SHA-256 has 64 rounds that when unrolled have values that once computed have to be used in 16 different places (fanout of 16). For this example lets simplify and assume that there are only 2 inputs and 6 outputs.

Code:

a<=
b<=
c<=
d<=
e<=
f<= x + y;

This can be optimized to:

Code:

a<=
b<=
c<= x + y;
d<=
e<=
f<= x + y;

The optimization is that the same value is computed twice, but in different physical locations on a die and the signal needs shorter routes from the source to the destination. Here's more in-depth explanation:

https://en.wikipedia.org/wiki/FO4

Note that the above optimization is the opposite of the ASICBOOST "optimization".

We know that recent Bitmain chips are have capability to work both in regular way and boosted with ASICBOOST (with theoretical maximum of about 25% savings). We also know that when used in the boosted configuration they need to be clocked much lower and have lower overall performance (and probably lower yield of chips that could work in boosted modes).

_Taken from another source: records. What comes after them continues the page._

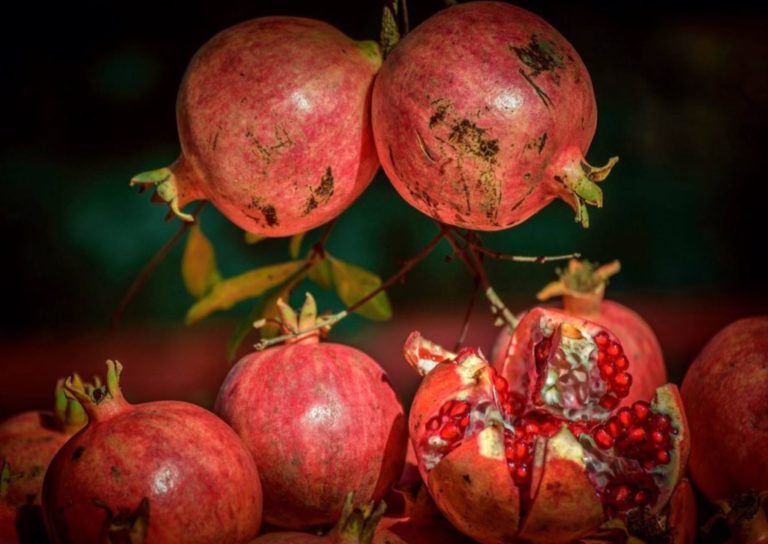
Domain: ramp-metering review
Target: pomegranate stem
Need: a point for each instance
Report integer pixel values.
(326, 322)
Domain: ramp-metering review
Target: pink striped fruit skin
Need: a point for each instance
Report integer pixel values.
(725, 392)
(201, 482)
(321, 420)
(482, 116)
(274, 123)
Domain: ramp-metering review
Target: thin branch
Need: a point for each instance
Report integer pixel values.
(326, 321)
(470, 307)
(475, 266)
(149, 269)
(474, 240)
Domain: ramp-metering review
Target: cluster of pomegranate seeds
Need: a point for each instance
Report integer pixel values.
(631, 491)
(450, 423)
(637, 433)
(613, 366)
(511, 403)
(519, 447)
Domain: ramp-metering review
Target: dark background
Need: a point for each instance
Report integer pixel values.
(88, 94)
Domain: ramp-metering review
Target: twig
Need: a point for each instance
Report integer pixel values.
(326, 321)
(470, 307)
(149, 269)
(475, 266)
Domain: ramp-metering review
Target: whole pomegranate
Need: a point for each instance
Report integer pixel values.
(273, 119)
(551, 465)
(165, 471)
(582, 286)
(355, 526)
(726, 399)
(28, 442)
(321, 419)
(482, 116)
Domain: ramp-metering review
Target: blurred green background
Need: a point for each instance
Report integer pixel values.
(89, 91)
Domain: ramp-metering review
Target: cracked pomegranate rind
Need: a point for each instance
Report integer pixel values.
(570, 461)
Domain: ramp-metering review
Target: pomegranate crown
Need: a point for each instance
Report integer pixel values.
(97, 399)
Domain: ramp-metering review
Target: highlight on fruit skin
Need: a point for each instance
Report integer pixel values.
(150, 472)
(321, 419)
(273, 117)
(482, 116)
(556, 461)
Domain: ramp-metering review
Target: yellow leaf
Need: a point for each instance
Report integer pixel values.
(198, 265)
(295, 245)
(229, 292)
(354, 283)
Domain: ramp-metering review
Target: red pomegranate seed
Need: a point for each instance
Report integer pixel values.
(641, 409)
(460, 409)
(662, 422)
(609, 402)
(603, 438)
(501, 384)
(640, 498)
(450, 432)
(613, 350)
(614, 429)
(625, 417)
(622, 380)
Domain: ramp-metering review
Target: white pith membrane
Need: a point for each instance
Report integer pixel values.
(570, 390)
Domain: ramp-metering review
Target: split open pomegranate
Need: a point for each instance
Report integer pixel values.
(547, 455)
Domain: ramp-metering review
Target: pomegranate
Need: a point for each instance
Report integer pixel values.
(726, 399)
(165, 471)
(560, 459)
(582, 286)
(273, 119)
(321, 419)
(28, 442)
(355, 526)
(415, 520)
(482, 116)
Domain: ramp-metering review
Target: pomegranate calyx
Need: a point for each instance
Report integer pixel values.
(166, 189)
(100, 402)
(68, 412)
(358, 524)
(578, 185)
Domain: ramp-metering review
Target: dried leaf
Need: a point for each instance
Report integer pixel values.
(354, 283)
(198, 265)
(250, 284)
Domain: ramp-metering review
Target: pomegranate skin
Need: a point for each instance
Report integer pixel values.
(201, 484)
(725, 396)
(273, 117)
(321, 420)
(482, 116)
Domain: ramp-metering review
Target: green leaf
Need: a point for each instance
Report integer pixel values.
(321, 274)
(198, 265)
(295, 245)
(250, 284)
(251, 238)
(353, 283)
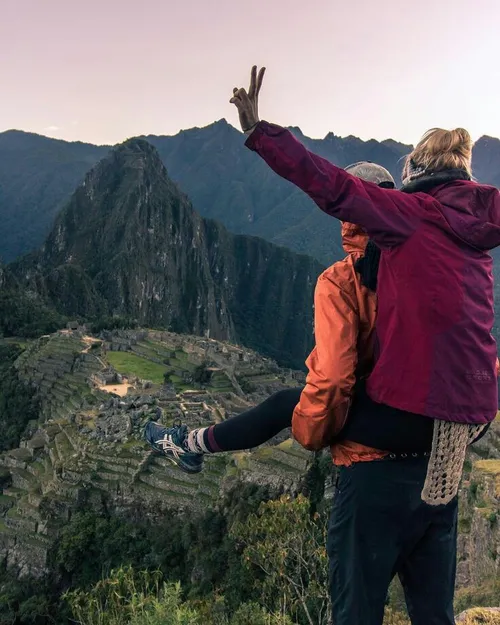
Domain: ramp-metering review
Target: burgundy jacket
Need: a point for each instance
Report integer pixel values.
(435, 353)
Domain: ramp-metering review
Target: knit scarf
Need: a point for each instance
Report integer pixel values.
(417, 179)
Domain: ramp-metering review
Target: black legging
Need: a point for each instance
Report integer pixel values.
(259, 424)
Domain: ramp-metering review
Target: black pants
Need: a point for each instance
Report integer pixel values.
(380, 528)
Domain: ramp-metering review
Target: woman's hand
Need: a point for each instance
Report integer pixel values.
(248, 103)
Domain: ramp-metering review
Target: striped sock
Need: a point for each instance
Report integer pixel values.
(201, 441)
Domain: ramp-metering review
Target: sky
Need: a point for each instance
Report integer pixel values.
(104, 70)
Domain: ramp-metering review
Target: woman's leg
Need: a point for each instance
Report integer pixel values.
(244, 431)
(248, 429)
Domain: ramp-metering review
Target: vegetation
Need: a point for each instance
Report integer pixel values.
(285, 548)
(144, 599)
(26, 316)
(133, 365)
(17, 402)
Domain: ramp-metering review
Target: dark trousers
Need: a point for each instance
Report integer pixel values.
(380, 528)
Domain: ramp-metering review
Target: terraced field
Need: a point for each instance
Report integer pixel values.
(87, 445)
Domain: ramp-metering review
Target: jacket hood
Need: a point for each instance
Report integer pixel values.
(472, 211)
(354, 238)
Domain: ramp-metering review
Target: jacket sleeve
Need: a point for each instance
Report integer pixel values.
(389, 216)
(325, 400)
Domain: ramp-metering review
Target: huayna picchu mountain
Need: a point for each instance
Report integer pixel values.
(224, 180)
(129, 243)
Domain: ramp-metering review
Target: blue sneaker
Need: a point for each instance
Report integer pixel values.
(169, 443)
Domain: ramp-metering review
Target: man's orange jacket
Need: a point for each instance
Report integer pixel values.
(344, 327)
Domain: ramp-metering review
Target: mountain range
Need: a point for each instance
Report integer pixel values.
(224, 180)
(128, 243)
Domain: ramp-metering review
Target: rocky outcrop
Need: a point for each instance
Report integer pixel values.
(129, 243)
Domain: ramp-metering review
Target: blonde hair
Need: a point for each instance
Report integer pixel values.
(443, 149)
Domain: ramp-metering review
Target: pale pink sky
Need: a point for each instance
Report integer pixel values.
(105, 70)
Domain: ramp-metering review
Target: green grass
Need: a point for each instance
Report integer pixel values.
(131, 364)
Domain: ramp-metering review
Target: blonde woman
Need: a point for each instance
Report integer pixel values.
(435, 357)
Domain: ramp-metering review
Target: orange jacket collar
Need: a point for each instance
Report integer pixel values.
(354, 238)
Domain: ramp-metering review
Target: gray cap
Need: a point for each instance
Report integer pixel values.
(371, 172)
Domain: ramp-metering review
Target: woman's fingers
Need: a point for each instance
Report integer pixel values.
(260, 80)
(253, 82)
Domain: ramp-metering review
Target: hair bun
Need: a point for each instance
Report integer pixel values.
(444, 149)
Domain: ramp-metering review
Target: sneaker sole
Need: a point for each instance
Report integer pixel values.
(175, 461)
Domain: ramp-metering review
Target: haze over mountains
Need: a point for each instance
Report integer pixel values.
(128, 243)
(223, 179)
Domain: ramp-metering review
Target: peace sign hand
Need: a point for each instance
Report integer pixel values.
(248, 103)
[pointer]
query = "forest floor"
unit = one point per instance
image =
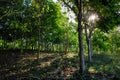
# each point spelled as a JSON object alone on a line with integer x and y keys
{"x": 53, "y": 66}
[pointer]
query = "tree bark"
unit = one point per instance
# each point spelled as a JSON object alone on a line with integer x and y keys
{"x": 89, "y": 45}
{"x": 80, "y": 39}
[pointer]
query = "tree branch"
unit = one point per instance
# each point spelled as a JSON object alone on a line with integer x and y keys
{"x": 68, "y": 6}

If Bitmain was capable of accurately simulating their chips they wouldn't waste their resources on that exercise because 25% is lower than the normal manufacturing tolerances on the process nodes they were using. Transistor-level simulation is nowadays more accurate than the manufacturing variance and one could actually simulate the performance at the various process corners.

From the above we can deduct that they don't have any sort of transistor-level design, they just use standard cells and sandbagging the design with wide safety margins. That is the same thing that KnCminer did years ago.

The other possibility is that Bitmain did implement their chips dual-capable (both boosted and un-boosted) for some non-technical, political or personal reasons. But that would mean that their chips are even less optimized than they could be without wasting space on the unused boosting logic.